|
|
Data structures are methods or organizing data to facility quick searches, quick modifications, compression, etc. They are manipulated by various algorithms, and like algorithms, are fundamental to computing and a cornerstone of any programmer's education. This is the place to ask about and discuss them.
3 responses total.
This response has been erased.
[Note: Response #1 was erased because I attempted to post it using
fronttalk, which has a bug with string quoting that makes C code
problematic. This response is really #1, just entered using picospan.]
Recently, a question came up on M-Net regarding hash tables. Consider the
following simple string hashing function suitable for use with open hashing
structures that utilizes some other method for collision resolution, e.g.,
chaining. In C:
enum
{
MULTIPLIER = 31 /* Note: 31 is prime. */
};
unsigned int
hash(char *str, int tsize)
{
unsigned int h;
char *p;
p = str;
if (p == NULL)
p = "";
h = 0;
while (*p != '\0')
h = h * MULTIPLIER + *p++;
return (h % tsize);
}
A question was posed by cdalton about why it is advantageous to require
that MULTIPLIER and the hash table size be prime (or at the very least,
relatively prime to one another). My answer is as follows.

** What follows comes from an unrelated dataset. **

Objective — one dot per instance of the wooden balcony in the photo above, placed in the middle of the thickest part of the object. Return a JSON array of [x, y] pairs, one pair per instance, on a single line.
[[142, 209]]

It's all about the distribution of entries in the table. The idea is that
you want to spread them out throughout the table as best as you can, so that
you minimize collisions. If the multiplier and the table size are relatively
prime, then you end up distributing entries across every "slot" in the table,
assuming "sufficiently random" data.
The easiest way to get the multiplier and hash table size relatively prime,
meaning they share no common factors, or that if n = the table size is a
positive integer greater than 1 and m = the multiplier is likewise a
positive integer greater than 1, then gcd(n, m) = 1, where gcd(n, m) is the
positive greatest common divisor of n and m, is to make one or both prime
numbers. Recall that a mod n = r (a, n positive integers) means that for
some integer s, a = ns + r. We assume further that n > m.
To show why this relatively prime business is important, suppose we are
doing open hashing as in my earlier example with some other method for
collision resolution (e.g., chaining). Now, let d = gcd(n, m) >= 1.
Given an input datum consisting of the string a_1 a_2 a_3 ... a_k, where
0 <= a_k <= B for some constant positive integer B, the hash becomes
the nonnegative integer,
k
---
r = ( > m a ) mod n
--- i
i=1
Let u be the sum over i = 1 to k of a_i; then the above becomes:
r = (mu) mod n,
since m is constant with respect to the sum, and thus can be factored out.
But, since m has d as a factor, we know there exists some positive integer q
such that m = dq and thus the hash is equivalent to r = (dqu) mod n which
implies that dqu = sn + r => dqu - r = sn => n | (dqu - r), where ``a | b''
stands for "a divides b" (or b has a as a factor), and s is as before. But,
recalling that n also has d as a factor, we see that there exists some
positive integer t such that n = dt. Then, n | (dqu - r) => d | (dqu - r),
and sn / d = sdt / d = st = (dqu - r) / d = dqu/d - r/d is an integer by
closure of multiplication (since s and t are integers), cancellation,
substitution and distribution in the integers. But, clearly dqu/d = qu is
an integer by cancellation, and since st is an integer, then by addition we
see that r/d = du - st is also an integer and hence d | r. Thus, every hash
value must be a multiple of d.
It follows that every slot in the hash table that is not an integer multiple
of d is unused. If d > 1 then n and m are not relatively prime and only
every d'th slot in the table will be used. For example, consider the case
where n = 8 and m = 4. Then gcd(n, m) = 4 implies that only the 0'th and
4'th slots in the table will be used, and the hash table is only as
effective as one with two slots.
On the other hand, if n and m are relatively prime, then by definition,
gcd(n, m) = 1 and every slot in the table will be used.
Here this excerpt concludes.